Kyoto, on the Japanese island of Honshu, has been a hub of religious activity and political power since the eighth century. It was once the capital of Japan and retains many of the temples and palaces built within this period. Step back in time to imperial Japan as you explore the city’s many World Heritage Sites such as the Kiyomizu Temple. Kyoto is also renowned for its landscaped gardens, many of which are based on designs dating back hundreds of years.
The wealth of cultural history in Kyoto can be overwhelming and it can be difficult to know where to start. Take the Philosopher’s Walk to orient yourself around some of Kyoto’s historic sights, such as the Eikando Temple. The walk takes in three major temples as well as several smaller temples and shrines, boutique shopping areas and restaurants where you can sample the traditional Japanese multicourse dinner, kaiseki. Cherry blossoms line the walk during spring, and in autumn, the area comes alive with the brilliant reds of maple trees.
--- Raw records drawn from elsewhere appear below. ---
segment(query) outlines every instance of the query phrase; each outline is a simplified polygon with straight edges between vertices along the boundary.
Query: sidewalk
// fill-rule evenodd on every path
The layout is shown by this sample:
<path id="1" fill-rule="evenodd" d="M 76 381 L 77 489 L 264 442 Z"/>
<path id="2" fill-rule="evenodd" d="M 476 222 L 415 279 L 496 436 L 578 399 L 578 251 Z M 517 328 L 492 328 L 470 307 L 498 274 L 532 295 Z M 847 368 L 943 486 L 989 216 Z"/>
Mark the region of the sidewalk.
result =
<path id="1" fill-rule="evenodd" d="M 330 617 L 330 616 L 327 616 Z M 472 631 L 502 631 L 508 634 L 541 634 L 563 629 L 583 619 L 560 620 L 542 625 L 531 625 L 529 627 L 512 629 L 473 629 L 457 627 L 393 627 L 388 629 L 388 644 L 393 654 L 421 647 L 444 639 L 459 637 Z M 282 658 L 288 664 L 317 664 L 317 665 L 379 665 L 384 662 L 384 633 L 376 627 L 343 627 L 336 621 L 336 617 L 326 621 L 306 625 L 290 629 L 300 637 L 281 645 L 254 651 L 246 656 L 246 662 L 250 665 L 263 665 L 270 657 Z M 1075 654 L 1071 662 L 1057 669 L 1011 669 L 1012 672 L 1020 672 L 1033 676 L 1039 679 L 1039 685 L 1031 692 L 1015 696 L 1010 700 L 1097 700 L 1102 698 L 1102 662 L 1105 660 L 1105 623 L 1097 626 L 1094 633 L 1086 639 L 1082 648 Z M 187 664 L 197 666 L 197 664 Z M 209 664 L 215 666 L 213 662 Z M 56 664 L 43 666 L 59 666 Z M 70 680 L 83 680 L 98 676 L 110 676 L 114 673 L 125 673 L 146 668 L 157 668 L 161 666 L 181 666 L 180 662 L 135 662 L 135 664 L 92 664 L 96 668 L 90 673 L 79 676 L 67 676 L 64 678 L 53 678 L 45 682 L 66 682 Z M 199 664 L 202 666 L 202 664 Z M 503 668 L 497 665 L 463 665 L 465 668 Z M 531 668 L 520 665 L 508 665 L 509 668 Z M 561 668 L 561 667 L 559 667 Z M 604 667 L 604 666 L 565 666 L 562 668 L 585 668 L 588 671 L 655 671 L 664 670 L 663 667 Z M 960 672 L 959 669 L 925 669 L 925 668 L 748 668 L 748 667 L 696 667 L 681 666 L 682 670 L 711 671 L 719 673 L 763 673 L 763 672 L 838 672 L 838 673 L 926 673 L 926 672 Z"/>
Central Kyoto offers a combination of modern and traditional delights. Ride up the Kyoto Tower for a 360-degree view over the city from 100 metres (330 feet) up. Explore the Nishiki Market, lined with restaurants, and fresh produce and street food stalls. See giant salamanders and local river fish at the Kyoto Aquarium.
At one of the regular festivals held in the city, taste some of the food brought to Kyoto from all over Japan to please the Emperor, watch traditional crafts being made, take a lesson in saké brewing and experience the culture of Japan.
Lovers of Japanese literature will enjoy the 17th-century Katsura Imperial Villa, built to resemble the fictional setting of the 11th-century novel The Tale of Genji.
Tourism is a large part of Kyoto’s economy and there are some unique attractions such as hand feeding wild snow monkeys at Arashiyama Monkey Park. Kyoto has a welcoming atmosphere, incredible natural beauty and layered history.